## Multiple Connected Function Calling with llama.cpp
### Adapted from the Ollama Notebook

### Requirements

#### 1. Install llama.cpp
llama.cpp installation instructions per OS (macOS, Linux, Windows) can be found on [their website](https://llama-cpp-python.readthedocs.io/en/latest/). 

#### 2. Python llama.cpp Library

For that:

In [None]:
%pip install llama-cpp-python

#### 3. Pull the model from HuggingFace

Download the GGUF NousHermes-2-Pro-Mistral-7B from HuggingFace (uploaded by adrienbrault) [here](https://huggingface.co/NousResearch/Hermes-2-Pro-Llama-3-8B-GGUF). :

### Usage

#### 1. Define Tools

In [1]:
import random

def get_weather_forecast(location: str) -> dict[str, str]:
    """Retrieves the weather forecast for a given location"""
    # Mock values for test
    return {
        "location": location,
        "forecast": "sunny",
        "temperature": "25°C",
    }

def get_random_city() -> str:
    """Retrieves a random city from a list of cities"""
    cities = ["Groningen", "Enschede", "Amsterdam", "Istanbul", "Baghdad", "Rio de Janeiro", "Tokyo", "Kampala"]
    return random.choice(cities)

def get_random_number() -> int:
    """Retrieves a random number"""
    # Mock value for test
    return 31

#### 2. Define Function Caller

For this example in Jupyter format, I'm simply putting the functions in a list.

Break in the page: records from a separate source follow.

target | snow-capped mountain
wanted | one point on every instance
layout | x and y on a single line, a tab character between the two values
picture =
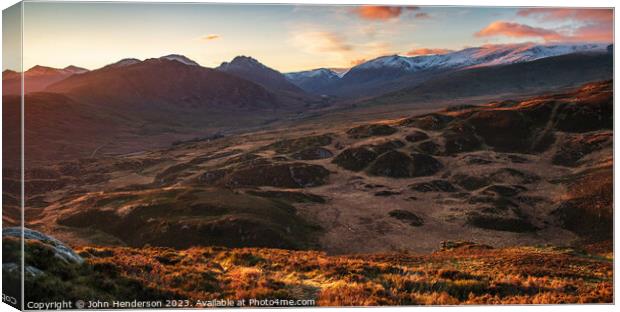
250	69
314	80
180	58
390	73
488	55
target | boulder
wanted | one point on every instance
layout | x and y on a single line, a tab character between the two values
61	251
312	153
416	136
355	159
433	186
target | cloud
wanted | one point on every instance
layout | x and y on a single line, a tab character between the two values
422	15
426	51
595	25
516	30
357	62
584	15
381	12
211	37
321	41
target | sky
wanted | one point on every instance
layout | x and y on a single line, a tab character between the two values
284	37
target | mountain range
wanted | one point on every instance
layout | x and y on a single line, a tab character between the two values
390	73
135	104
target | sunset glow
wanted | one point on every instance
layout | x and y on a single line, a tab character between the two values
286	37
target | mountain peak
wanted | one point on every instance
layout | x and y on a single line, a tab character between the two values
42	70
180	58
125	62
75	69
243	61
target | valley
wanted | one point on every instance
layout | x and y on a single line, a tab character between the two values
172	180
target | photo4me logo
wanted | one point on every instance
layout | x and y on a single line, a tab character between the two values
9	299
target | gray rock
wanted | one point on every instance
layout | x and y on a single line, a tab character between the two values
61	250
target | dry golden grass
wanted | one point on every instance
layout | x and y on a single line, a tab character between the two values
468	274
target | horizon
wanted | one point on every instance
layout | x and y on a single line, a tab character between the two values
333	69
287	37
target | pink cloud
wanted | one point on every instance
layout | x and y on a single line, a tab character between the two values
585	15
516	30
595	25
382	12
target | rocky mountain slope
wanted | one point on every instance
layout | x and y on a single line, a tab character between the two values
528	172
390	73
36	78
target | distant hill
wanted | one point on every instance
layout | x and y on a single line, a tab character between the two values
36	78
314	81
250	69
529	77
390	73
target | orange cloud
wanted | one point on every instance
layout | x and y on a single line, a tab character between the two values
357	62
426	51
321	41
516	30
211	37
584	15
422	15
596	25
381	12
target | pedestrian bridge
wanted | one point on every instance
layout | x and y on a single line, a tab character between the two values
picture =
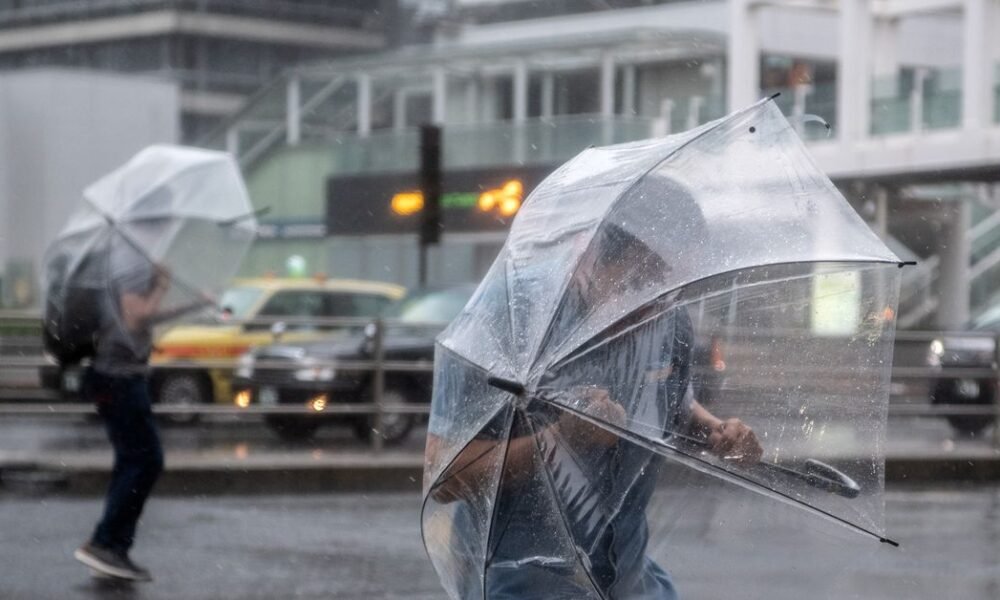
918	160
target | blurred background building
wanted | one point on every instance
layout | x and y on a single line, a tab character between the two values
910	88
219	51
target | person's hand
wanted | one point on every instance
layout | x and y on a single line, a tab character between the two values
161	280
597	404
733	440
207	298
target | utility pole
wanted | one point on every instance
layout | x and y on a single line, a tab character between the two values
430	188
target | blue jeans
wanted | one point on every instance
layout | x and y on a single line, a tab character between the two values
125	405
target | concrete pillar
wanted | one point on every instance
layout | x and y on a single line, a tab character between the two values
977	67
520	92
293	111
628	91
439	96
917	100
607	83
399	110
548	95
853	75
520	104
743	55
489	100
472	100
364	113
954	280
885	48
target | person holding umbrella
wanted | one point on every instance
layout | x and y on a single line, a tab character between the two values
117	383
152	240
643	376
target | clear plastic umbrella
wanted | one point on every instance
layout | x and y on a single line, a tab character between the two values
181	210
642	287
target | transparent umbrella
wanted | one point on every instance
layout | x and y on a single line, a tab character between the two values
181	210
649	296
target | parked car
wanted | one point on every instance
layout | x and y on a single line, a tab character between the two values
975	350
193	361
308	373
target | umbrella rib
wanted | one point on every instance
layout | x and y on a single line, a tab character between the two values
655	444
560	360
451	462
488	558
612	204
562	515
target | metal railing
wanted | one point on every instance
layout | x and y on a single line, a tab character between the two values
268	9
20	350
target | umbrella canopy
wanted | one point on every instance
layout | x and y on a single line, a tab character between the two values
719	264
183	210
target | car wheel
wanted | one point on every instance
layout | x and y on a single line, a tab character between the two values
395	427
182	390
293	429
966	392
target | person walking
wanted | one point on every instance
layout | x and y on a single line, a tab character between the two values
117	382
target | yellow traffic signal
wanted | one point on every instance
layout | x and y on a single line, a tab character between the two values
407	203
506	200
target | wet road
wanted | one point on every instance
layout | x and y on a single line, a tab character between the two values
354	546
238	437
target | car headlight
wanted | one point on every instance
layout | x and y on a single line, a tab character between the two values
244	366
315	372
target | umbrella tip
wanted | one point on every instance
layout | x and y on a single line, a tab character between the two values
506	385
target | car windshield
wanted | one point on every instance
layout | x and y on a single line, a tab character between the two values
239	300
439	306
989	320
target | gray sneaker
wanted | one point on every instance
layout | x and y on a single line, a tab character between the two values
111	563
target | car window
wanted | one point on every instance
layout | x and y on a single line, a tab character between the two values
430	307
295	303
239	300
342	304
989	320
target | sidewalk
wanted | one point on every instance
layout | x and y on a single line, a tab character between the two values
216	472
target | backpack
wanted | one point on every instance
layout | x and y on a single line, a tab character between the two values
69	331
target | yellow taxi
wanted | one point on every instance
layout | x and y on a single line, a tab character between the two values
193	362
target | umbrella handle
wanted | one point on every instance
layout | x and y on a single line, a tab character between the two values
820	475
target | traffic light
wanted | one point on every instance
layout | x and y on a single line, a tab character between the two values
430	184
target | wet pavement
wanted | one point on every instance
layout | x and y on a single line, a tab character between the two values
354	546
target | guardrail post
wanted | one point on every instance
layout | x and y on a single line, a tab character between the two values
996	397
378	387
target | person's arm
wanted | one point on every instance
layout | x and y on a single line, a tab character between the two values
730	439
519	453
167	315
138	309
470	464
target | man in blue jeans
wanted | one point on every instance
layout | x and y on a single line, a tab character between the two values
117	382
569	519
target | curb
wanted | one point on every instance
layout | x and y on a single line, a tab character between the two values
189	478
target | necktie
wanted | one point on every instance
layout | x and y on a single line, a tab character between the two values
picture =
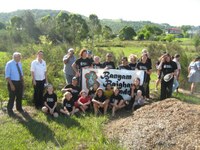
19	71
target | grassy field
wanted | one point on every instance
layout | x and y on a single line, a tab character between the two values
35	130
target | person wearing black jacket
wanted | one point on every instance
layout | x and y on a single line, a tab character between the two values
167	66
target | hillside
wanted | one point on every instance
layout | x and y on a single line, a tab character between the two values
116	25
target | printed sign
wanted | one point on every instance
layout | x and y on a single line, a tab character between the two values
123	79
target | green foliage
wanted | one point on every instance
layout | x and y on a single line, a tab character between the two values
127	33
35	130
107	32
196	41
149	32
2	26
169	37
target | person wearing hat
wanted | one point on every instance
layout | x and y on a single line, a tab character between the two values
167	68
68	60
73	88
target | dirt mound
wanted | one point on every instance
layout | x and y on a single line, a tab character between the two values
169	124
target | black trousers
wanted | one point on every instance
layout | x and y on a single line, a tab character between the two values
166	89
38	93
17	94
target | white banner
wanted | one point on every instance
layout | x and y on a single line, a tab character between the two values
123	79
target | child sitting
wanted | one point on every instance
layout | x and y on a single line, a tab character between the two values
108	90
50	102
116	101
139	100
68	105
92	90
84	101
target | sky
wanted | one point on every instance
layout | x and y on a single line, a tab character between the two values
173	12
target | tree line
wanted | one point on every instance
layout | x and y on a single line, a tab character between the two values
64	27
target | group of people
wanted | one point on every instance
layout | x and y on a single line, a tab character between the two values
77	99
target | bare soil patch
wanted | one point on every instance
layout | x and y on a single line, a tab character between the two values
168	124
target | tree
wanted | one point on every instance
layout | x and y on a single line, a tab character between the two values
47	24
196	41
2	26
127	33
17	23
30	26
107	32
185	28
78	29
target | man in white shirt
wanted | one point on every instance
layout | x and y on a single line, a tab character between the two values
178	71
39	78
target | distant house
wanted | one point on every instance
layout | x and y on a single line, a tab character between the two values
174	31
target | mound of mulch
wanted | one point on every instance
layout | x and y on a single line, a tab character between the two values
168	124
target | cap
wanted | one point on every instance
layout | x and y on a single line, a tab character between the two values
99	89
89	52
74	78
168	77
83	91
70	50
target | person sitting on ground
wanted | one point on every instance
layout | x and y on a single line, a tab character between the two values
134	88
92	90
108	90
83	102
96	64
68	107
116	101
194	73
50	102
73	88
139	100
124	64
90	56
100	101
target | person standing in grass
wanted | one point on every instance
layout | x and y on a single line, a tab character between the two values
109	64
133	61
108	90
83	103
124	65
167	66
50	102
83	62
39	78
194	73
100	101
68	107
144	64
14	76
116	101
178	72
73	88
68	60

In a python project, you can use the implementation here as an inspiration: https://github.com/AtakanTekparmak/ollama_langhcain_fn_calling/tree/main

In [2]:
import inspect

class FunctionCaller:
    """
    A class to call functions from tools.py.
    """

    def __init__(self):
        # Initialize the functions dictionary
        self.functions = {
            "get_weather_forecast": get_weather_forecast,
            "get_random_city": get_random_city,
            "get_random_number": get_random_number,
        }
        self.outputs = {}

    def create_functions_metadata(self) -> list[dict]:
        """Creates the functions metadata for the prompt. """
        def format_type(p_type: str) -> str:
            """Format the type of the parameter."""
            # If p_type begins with "<class", then it is a class type
            if p_type.startswith("<class"):
                # Get the class name from the type
                p_type = p_type.split("'")[1]
            
            return p_type
            
        functions_metadata = []
        i = 0
        for name, function in self.functions.items():
            i += 1
            descriptions = function.__doc__.split("\n")
            print(descriptions)
            functions_metadata.append({
                "name": name,
                "description": descriptions[0],
                "parameters": {
                    "properties": [ # Get the parameters for the function
                        {   
                            "name": param_name,
                            "type": format_type(str(param_type)),
                        }
                        # Remove the return type from the parameters
                        for param_name, param_type in function.__annotations__.items() if param_name != "return"
                    ],
                    
                    "required": [param_name for param_name in function.__annotations__ if param_name != "return"],
                } if function.__annotations__ else {},
                "returns": [
                    {
                        "name": name + "_output",
                        "type": {param_name: format_type(str(param_type)) for param_name, param_type in function.__annotations__.items() if param_name == "return"}["return"]
                    }
                ]
            })

        return functions_metadata

    def call_function(self, function):
        """
        Call the function from the given input.

        Args:
            function (dict): A dictionary containing the function details.
        """
    
        def check_if_input_is_output(input: dict) -> dict:
            """Check if the input is an output from a previous function."""
            for key, value in input.items():
                if value in self.outputs:
                    input[key] = self.outputs[value]
            return input

        # Get the function name from the function dictionary
        function_name = function["name"]
        
        # Get the function params from the function dictionary
        function_input = function["params"] if "params" in function else None
        function_input = check_if_input_is_output(function_input) if function_input else None
    
        # Call the function from tools.py with the given input
        # pass all the arguments to the function from the function_input
        output = self.functions[function_name](**function_input) if function_input else self.functions[function_name]()
        self.outputs[function["output"]] = output
        return output

    

#### 3. Setup The Function Caller and Prompt

In [3]:
# Initialize the FunctionCaller 
function_caller = FunctionCaller()

# Create the functions metadata
functions_metadata = function_caller.create_functions_metadata()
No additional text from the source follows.